This is pretty incredible, any way you slice it.
But apparently the kid-friendly eatery isn’t exactly anyone’s first choice to satisfy their ’za craving, because the brand seemingly worked up a tricky plan to get customers to order from its restaurants.
Enter Pasqually’s, a restaurant listed on Grubhub that sells pizza and wings and features a logo devoid of one Charles Entertainment Cheese, the chain’s mousy mascot ― yet shares an address with the children’s entertainment center.
Philadelphia resident Kendall Neff, who goes by kendallneff on Reddit, shared a text message exchange with a driver from the food delivery site last month after becoming suspicious of an order.
“Just curious ... was this food from Chuck E. Cheese?” she asked, a question that, among all the questions we have during this time, we never expected to see. Neff told HuffPost she thought it was a small business that had joined Grubhub to do more business doing the quarantine, and wasn’t that concerned when she didn’t see any reviews.
“There were a ton of restaurants recently added to our delivery zone,” Neff said. “After I placed the order I decided to Google the restaurant to see reviews there, but nothing with that name came up in my search. I was intrigued and had my husband search the address in Google Maps ― to our surprise there was no Pasqually’s there, but there was a Chuck E. Cheese.”
Then, as anyone would be inclined to do, Neff’s husband googled “Chuck E. Cheese Pasqually.”
“He said, ‘Guess what? Pasqually is the name of the animatronic chef that’s in the Chuck E. Cheese stage band!’” she said.
Furthermore, according to the driver in the exchange, the food was picked up from a Chuck E. Cheese location that had the Pasqually’s logo on the windows.
It’s a far less egregious pizza-related crime than the one the chain was accused of by YouTuber Shane Dawson in 2019. He alleged that it recycled leftover pizza in its pies. Chuck E. Cheese denied the allegations.
This time, the proof seems to be in the pepperoni. There are various “Pasqually’s” listed on the Grubhub website, each sharing an address with a Chuck E. Cheese. Food & Wine confirms that the name Pasqually belongs to the “fictional chef in the Chuck E. Cheese universe.”

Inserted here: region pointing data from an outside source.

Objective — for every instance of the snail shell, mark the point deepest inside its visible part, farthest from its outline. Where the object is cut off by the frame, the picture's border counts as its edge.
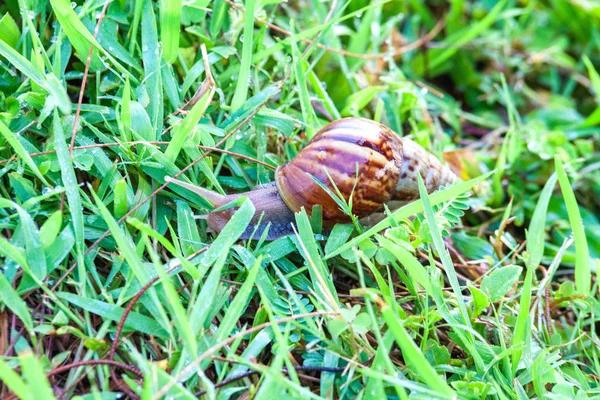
(368, 163)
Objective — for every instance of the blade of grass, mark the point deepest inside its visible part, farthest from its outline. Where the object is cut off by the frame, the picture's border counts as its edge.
(82, 39)
(20, 151)
(69, 180)
(298, 61)
(413, 355)
(49, 82)
(170, 22)
(241, 88)
(443, 253)
(412, 209)
(10, 298)
(523, 324)
(536, 239)
(127, 249)
(134, 322)
(583, 272)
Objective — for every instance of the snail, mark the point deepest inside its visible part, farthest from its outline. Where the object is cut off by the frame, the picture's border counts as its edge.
(387, 167)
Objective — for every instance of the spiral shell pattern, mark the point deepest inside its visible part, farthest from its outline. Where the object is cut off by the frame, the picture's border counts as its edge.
(369, 164)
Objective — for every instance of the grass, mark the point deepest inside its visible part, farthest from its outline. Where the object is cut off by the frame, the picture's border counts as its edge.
(111, 286)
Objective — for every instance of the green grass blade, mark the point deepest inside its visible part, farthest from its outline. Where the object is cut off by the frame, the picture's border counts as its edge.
(81, 39)
(239, 304)
(241, 89)
(10, 298)
(170, 22)
(415, 358)
(536, 239)
(69, 180)
(443, 253)
(20, 151)
(412, 209)
(583, 272)
(523, 324)
(135, 321)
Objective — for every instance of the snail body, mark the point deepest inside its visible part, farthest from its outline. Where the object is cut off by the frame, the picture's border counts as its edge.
(368, 164)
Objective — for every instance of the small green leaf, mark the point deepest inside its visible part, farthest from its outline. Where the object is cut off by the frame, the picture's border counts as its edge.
(500, 281)
(50, 229)
(480, 300)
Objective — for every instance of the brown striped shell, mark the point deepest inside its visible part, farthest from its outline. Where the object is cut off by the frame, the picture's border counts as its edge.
(387, 166)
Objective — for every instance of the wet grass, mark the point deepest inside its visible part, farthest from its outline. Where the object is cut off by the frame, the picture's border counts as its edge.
(113, 286)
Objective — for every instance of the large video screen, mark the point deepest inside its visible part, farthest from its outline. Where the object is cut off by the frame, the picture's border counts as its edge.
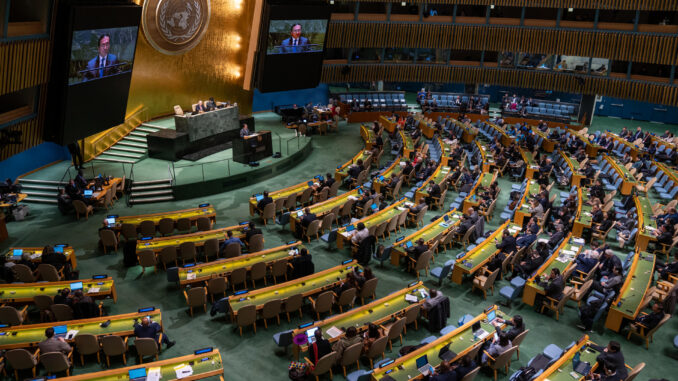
(296, 36)
(100, 53)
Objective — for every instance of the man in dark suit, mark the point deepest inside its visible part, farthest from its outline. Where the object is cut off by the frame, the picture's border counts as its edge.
(104, 64)
(263, 202)
(612, 356)
(296, 43)
(251, 231)
(308, 218)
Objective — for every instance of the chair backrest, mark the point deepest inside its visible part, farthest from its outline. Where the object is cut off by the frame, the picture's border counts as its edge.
(86, 344)
(247, 315)
(324, 364)
(62, 312)
(113, 345)
(271, 308)
(166, 226)
(20, 359)
(256, 243)
(324, 302)
(146, 346)
(196, 296)
(147, 228)
(635, 371)
(23, 273)
(9, 315)
(54, 362)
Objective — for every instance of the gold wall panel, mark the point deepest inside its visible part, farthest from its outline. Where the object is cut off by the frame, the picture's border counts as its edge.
(621, 88)
(636, 47)
(214, 68)
(666, 5)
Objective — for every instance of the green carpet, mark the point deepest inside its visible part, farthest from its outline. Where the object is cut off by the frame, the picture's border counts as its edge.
(254, 355)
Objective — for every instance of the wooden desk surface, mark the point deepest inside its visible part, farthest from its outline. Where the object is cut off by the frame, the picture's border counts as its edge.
(30, 335)
(223, 267)
(36, 254)
(305, 286)
(204, 365)
(156, 244)
(18, 293)
(191, 213)
(460, 341)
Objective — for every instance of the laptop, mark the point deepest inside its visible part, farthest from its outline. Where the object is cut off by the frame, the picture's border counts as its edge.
(446, 354)
(478, 332)
(138, 374)
(76, 286)
(423, 366)
(60, 331)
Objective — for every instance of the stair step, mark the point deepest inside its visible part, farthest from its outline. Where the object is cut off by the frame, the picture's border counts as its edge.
(147, 129)
(136, 187)
(153, 126)
(131, 138)
(120, 154)
(25, 181)
(131, 144)
(127, 149)
(151, 193)
(27, 187)
(46, 194)
(41, 200)
(150, 200)
(113, 160)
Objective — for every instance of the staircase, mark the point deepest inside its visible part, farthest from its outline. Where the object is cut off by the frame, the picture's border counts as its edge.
(144, 192)
(40, 191)
(132, 147)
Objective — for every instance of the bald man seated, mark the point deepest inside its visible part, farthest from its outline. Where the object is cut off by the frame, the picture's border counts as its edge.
(149, 329)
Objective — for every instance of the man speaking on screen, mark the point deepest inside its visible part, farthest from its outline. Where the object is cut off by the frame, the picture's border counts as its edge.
(104, 64)
(296, 43)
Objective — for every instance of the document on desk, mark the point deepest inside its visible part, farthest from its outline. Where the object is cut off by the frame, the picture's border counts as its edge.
(183, 371)
(153, 374)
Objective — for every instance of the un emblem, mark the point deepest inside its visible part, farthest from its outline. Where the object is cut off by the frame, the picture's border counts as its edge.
(175, 26)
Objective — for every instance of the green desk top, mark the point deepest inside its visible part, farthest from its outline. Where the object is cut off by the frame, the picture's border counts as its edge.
(199, 238)
(560, 260)
(477, 257)
(35, 252)
(202, 366)
(192, 214)
(562, 373)
(306, 285)
(635, 285)
(379, 310)
(433, 229)
(459, 340)
(362, 155)
(379, 217)
(223, 267)
(15, 292)
(644, 208)
(31, 335)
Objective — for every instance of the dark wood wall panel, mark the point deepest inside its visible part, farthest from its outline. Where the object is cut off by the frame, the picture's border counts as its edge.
(643, 91)
(613, 45)
(667, 5)
(23, 64)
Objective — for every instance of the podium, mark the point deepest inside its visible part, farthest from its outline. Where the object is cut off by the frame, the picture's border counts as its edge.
(253, 147)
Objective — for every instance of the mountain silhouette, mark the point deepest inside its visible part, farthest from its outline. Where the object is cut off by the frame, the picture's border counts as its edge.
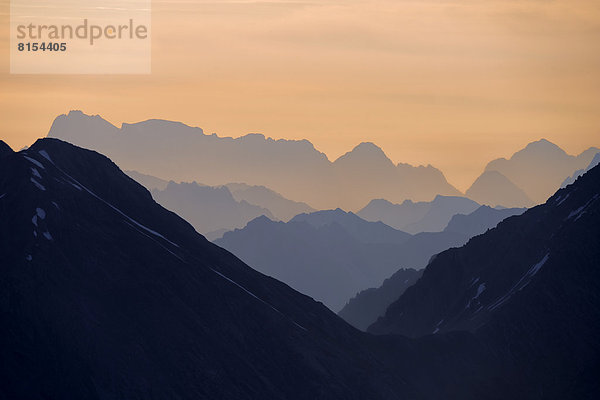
(368, 305)
(595, 161)
(5, 149)
(148, 181)
(278, 206)
(527, 289)
(496, 273)
(211, 210)
(494, 189)
(295, 169)
(364, 231)
(108, 295)
(415, 217)
(332, 255)
(281, 208)
(480, 220)
(538, 170)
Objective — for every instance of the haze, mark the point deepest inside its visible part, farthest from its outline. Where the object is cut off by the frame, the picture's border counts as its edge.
(448, 83)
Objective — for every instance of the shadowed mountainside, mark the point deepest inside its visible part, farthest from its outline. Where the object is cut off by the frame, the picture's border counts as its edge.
(539, 169)
(293, 168)
(368, 305)
(211, 210)
(494, 189)
(280, 207)
(148, 181)
(595, 161)
(105, 294)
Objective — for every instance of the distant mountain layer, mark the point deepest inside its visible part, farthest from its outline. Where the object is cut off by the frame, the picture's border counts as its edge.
(211, 210)
(494, 189)
(105, 294)
(480, 220)
(280, 207)
(293, 168)
(538, 170)
(411, 217)
(595, 161)
(148, 181)
(332, 255)
(368, 305)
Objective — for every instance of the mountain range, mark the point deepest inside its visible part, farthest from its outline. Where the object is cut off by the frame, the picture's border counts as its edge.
(368, 305)
(332, 255)
(106, 294)
(539, 270)
(529, 176)
(595, 161)
(295, 169)
(211, 210)
(423, 216)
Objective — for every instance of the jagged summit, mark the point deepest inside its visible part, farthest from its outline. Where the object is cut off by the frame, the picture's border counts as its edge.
(292, 168)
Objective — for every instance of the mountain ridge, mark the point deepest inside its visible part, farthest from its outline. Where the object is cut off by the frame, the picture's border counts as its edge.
(295, 169)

In a statement to HuffPost, the big cheese in charge, or, rather, a Chuck E. Cheese representative, explained that Pasqually’s is in fact a brand new venture, not just a ploy to shill its usual grub.
CEC Entertainment, Inc. recently launched Pasqually’s Pizza & Wings nationwide. The inspiration was rooted in the desire to create a premium pizza while staying true to the CEC brand. Pasqually’s Pizza & Wings, named after another favorite member of Munch’s Make Believe Band, shares kitchen space with the Chuck E. Cheese restaurant, ensuring high-quality, fresh ingredients. Pasqually’s Pizza & Wings’ recipes use fresh, homemade pizza dough, just like Chuck E. Cheese, but it is a different pizza that features a thicker crust, extra sauce and new blends of cheeses and seasonings, giving consumers a more flavorful, more premium pizza experience. This new brand is the latest example of CEC entertainment creatively adjusting to meet the needs of consumers in a unique way, allowing for more variety and convenient options for delivery.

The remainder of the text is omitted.